South Fla. joins protests against police
A week after a cop shot and killed Daunte Wright in Minnesota, protesters in Miami gathered Sunday to demand police reform and accountability after the death of yet another Black man at the hands of law enforcement.
South Floridians descended Sunday on the Torch of Friendship on Biscayne Blvd. in downtown Miami, banging pots and pans and holding up signs emblazoned with messages like “Black Lives Matter,” “RIP [George] Floyd” and “Abolish the Police.”
“One of the things that got us out here today is the police murder of Daunte Wright who was shot and killed, but there’s also so many other names we’ve learned about in the past few days as well,” said 21-year-old organizer Alexandra, a Miami woman who did not want to give her last name.

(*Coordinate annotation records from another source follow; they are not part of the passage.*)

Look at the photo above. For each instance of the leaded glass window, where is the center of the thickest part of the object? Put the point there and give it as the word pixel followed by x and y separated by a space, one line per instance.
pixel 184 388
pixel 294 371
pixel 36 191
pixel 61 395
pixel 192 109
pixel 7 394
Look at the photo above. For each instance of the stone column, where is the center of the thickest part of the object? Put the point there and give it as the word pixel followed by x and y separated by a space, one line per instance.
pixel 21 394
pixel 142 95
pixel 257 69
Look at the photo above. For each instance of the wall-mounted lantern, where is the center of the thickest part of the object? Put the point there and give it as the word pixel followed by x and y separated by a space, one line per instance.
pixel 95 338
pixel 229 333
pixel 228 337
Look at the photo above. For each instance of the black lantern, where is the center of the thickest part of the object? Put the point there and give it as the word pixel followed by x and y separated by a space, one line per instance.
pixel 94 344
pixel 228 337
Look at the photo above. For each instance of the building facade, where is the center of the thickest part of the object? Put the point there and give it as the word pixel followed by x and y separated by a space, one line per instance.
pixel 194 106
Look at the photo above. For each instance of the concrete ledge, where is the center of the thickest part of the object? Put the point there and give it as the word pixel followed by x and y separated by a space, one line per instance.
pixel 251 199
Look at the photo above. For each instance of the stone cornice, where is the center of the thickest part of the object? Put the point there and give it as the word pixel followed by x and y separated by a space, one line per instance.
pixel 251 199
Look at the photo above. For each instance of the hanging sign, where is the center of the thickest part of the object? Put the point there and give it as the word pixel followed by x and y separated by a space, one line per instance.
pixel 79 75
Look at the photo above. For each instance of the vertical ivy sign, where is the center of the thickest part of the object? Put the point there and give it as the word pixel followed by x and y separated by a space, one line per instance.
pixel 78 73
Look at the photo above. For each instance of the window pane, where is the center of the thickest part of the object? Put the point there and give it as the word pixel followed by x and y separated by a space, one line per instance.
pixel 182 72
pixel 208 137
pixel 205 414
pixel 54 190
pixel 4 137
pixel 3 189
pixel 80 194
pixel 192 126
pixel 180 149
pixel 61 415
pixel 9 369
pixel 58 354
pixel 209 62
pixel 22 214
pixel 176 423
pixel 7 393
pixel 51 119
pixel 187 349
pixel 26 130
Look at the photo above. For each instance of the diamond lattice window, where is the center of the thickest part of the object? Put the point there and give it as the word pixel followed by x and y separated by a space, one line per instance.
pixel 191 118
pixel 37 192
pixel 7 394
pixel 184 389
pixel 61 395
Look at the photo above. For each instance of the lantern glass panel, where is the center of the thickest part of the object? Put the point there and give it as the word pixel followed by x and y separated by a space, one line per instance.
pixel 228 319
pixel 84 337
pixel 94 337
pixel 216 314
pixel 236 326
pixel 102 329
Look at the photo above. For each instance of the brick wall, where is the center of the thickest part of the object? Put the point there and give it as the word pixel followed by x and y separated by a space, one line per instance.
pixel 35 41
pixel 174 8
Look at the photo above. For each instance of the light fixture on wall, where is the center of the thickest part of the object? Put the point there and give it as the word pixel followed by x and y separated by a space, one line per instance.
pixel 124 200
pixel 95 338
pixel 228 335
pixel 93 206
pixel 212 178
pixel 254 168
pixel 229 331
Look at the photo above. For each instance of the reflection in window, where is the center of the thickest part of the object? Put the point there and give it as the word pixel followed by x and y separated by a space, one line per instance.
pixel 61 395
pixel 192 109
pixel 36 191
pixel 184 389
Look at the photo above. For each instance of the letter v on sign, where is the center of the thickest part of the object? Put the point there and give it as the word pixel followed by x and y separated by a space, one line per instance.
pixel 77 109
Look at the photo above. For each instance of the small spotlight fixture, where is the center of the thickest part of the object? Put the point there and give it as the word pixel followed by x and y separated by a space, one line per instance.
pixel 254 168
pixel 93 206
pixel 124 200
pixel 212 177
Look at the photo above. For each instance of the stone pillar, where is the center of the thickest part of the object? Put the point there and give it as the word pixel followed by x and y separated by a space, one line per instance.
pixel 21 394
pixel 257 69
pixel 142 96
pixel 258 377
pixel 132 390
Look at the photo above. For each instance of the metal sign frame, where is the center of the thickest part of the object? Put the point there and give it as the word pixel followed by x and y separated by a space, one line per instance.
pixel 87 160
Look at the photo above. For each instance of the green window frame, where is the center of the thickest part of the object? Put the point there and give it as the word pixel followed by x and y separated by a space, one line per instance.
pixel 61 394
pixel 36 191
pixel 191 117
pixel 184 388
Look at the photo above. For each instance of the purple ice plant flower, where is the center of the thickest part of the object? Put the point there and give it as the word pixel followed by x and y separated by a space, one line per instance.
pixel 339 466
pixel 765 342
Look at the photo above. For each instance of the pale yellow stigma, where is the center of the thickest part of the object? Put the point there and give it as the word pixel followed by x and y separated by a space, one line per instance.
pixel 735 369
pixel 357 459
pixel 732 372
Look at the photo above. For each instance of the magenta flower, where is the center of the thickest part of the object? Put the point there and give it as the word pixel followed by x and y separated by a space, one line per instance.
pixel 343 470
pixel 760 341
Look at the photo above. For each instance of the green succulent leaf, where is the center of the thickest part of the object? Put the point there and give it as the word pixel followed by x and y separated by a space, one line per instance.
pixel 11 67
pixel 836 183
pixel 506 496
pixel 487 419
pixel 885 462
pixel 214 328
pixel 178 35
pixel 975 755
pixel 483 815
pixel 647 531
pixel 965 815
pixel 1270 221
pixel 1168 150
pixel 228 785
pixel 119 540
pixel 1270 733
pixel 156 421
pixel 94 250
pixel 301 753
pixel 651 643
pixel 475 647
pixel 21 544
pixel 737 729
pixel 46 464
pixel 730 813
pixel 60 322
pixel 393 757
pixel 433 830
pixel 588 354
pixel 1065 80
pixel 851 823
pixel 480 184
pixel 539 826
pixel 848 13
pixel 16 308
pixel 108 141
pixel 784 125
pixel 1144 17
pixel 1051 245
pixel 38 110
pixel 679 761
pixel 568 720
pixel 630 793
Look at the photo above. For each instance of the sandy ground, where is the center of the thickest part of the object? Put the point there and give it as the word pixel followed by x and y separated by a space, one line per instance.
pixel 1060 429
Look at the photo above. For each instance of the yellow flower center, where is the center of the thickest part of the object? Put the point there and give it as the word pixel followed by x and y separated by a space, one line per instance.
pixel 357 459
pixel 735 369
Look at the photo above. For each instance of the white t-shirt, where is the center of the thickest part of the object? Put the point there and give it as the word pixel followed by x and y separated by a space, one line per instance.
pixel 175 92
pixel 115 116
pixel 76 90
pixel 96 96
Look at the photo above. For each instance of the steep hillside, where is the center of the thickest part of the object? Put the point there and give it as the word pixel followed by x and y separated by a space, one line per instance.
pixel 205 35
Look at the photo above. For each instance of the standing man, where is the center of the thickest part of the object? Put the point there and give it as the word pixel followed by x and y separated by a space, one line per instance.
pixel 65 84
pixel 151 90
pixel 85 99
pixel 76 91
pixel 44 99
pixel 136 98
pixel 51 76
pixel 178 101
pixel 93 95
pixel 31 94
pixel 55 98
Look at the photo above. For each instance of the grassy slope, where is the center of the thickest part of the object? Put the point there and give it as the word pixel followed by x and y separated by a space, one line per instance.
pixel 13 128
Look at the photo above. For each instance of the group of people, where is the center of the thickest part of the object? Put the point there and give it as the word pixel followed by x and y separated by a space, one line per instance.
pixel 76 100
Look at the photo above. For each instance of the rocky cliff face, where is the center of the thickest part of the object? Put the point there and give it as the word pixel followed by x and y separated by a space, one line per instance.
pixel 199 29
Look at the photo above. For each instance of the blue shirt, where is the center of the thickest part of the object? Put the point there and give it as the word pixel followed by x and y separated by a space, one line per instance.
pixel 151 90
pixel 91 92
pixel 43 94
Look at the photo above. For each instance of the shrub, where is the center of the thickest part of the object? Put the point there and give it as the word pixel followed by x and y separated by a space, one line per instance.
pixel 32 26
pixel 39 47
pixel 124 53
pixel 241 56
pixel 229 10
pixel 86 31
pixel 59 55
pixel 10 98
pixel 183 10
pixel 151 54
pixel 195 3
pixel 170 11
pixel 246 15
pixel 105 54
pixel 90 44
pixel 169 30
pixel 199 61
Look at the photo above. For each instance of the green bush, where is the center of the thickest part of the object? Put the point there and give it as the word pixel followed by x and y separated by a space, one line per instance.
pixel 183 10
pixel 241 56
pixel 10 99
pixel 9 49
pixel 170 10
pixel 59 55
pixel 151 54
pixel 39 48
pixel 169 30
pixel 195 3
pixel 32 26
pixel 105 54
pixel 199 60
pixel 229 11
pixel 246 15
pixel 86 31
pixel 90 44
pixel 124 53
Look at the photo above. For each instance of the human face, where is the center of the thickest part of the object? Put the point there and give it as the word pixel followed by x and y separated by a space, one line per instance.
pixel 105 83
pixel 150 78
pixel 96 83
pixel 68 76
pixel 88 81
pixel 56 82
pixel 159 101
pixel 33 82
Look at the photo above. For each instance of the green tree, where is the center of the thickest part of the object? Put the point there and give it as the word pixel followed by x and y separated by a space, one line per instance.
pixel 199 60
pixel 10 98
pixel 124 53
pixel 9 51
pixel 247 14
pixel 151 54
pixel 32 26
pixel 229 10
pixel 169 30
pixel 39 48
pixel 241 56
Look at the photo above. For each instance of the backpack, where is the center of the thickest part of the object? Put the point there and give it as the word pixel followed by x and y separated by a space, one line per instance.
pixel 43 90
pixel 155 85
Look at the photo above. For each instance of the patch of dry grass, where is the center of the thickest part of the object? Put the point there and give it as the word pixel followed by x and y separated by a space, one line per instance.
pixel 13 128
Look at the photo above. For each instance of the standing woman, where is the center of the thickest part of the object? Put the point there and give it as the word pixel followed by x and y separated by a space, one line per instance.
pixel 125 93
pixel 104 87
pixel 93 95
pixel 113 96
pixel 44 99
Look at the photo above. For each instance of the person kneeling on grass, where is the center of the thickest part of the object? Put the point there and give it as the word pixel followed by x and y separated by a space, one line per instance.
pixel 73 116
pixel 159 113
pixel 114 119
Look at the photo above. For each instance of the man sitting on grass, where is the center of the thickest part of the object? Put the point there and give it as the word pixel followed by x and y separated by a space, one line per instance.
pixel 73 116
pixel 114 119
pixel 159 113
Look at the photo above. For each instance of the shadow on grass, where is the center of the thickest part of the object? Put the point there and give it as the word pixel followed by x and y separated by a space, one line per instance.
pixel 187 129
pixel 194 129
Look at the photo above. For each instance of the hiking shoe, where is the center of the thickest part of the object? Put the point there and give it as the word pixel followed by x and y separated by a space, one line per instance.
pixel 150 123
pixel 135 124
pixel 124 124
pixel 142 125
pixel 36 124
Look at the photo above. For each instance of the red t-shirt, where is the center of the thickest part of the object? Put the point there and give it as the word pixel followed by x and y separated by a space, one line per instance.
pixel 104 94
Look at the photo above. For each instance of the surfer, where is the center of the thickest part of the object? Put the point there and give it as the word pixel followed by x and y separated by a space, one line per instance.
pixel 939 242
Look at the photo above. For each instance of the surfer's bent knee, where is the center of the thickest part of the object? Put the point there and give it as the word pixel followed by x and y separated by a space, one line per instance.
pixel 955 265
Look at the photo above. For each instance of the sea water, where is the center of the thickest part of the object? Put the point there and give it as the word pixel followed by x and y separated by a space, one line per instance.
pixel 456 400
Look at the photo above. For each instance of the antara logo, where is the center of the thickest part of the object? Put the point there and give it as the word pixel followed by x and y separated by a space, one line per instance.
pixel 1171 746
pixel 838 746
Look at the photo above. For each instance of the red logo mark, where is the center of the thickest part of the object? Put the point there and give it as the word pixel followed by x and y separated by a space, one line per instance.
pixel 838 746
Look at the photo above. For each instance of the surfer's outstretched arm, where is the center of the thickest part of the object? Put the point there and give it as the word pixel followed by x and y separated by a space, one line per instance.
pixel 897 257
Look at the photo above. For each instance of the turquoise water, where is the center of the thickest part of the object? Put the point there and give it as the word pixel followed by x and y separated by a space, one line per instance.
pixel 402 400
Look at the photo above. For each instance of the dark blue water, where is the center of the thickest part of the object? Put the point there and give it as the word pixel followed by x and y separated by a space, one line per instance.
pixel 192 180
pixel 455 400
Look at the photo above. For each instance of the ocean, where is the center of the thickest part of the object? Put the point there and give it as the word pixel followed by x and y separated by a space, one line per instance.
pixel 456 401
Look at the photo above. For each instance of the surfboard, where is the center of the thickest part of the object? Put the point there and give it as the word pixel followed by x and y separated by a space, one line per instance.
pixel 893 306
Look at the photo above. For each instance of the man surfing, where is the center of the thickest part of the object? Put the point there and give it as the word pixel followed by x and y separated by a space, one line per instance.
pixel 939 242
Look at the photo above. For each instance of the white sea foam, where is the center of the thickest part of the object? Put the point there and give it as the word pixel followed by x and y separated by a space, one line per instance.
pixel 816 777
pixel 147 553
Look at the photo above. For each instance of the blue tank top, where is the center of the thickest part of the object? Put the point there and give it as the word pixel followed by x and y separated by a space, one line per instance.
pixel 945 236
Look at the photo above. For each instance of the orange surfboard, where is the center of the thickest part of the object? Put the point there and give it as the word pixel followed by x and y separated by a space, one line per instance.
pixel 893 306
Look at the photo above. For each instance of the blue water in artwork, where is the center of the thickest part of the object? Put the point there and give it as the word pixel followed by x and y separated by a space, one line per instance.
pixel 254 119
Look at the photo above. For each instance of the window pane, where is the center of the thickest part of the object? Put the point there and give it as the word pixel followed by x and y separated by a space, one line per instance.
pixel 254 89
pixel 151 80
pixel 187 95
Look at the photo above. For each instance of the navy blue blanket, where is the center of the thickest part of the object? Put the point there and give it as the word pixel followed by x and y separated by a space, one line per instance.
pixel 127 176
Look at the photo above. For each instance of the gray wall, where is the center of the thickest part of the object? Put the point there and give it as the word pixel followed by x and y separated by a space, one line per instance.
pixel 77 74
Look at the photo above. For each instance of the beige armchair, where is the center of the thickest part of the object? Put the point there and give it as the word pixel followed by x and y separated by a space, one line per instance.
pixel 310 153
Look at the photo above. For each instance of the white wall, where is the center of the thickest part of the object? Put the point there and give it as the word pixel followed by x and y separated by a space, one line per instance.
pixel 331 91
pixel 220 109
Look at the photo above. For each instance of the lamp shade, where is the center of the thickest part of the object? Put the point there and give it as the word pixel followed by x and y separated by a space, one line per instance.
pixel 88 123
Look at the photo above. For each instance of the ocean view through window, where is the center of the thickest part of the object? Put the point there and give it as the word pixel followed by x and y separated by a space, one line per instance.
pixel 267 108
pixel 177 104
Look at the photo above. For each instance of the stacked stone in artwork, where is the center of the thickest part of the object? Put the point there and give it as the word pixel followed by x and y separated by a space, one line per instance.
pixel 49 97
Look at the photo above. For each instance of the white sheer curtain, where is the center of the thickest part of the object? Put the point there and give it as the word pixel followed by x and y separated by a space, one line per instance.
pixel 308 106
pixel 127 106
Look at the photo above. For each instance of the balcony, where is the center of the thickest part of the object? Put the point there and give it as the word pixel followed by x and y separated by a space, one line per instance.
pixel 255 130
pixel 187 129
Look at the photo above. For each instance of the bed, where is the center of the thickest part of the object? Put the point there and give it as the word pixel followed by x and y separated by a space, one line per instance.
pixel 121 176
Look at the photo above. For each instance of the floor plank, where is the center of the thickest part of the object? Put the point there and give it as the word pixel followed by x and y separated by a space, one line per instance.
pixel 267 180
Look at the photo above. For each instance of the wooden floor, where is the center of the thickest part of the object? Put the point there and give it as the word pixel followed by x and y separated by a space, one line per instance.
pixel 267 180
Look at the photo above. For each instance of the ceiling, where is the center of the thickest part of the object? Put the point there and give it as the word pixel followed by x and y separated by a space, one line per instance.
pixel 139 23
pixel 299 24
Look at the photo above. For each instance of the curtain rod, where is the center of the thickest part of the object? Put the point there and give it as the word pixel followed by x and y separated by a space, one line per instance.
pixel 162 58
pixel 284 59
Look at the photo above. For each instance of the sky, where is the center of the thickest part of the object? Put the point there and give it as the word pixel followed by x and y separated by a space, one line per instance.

Wright, 20, died on April 11 after being pulled over by police in Brooklyn Center, a Minneapolis suburb.
Kim Potter, the officer who pulled the trigger, resigned after the shooting. Potter, who said she thought she was firing her Taser and not her gun, has been arrested and charged in Wright’s death.
In the days since the shooting, protesters across the country have taken to the streets demanding justice for Wright.
Organizers of Sunday’s Miami rally included Miami Dade Antifa and the Youth Liberation Front.
“Stand in solidarity with our komrades in Minnesota,” a poster for the event said. “Abolish the system that continues to murder and kidnap our families.”
Alexandra, the Miami protest organizer, said she was also disturbed by the fatal police shooting of 13-year-old Adam Toledo in Chicago and 17-year-old Anthony Thompson Jr. in Knoxville.
“So what brought us out here is the continual murder of Black
individuals at the hands of the police and white supremacy in general,” she said.
One man led a call-andresponse chant shouting, “Black lives,” to which the crowd responded, “Matter!”
By 3 p.m., the crowd grew from a few dozen to about 100 people.
A few police cars were parked nearby as others drove by the protest, but the officers kept their distance.
As of Sunday, more than 255,000 people had signed a Change.org petition entitled “Justice For Daunte Wright.”
Wright’s funeral will be held Thursday, with the Rev. Al Sharpton delivering the eulogy.
Last week’s killing of Wright is the second high-profile police-involved killing of a Black man in the past year in the Minneapolis area, following the death of George Floyd last year.
The trial of Derek Chauvin, the officer accused of kneeling on Floyd’s neck for nearly nine minutes, is currently underway.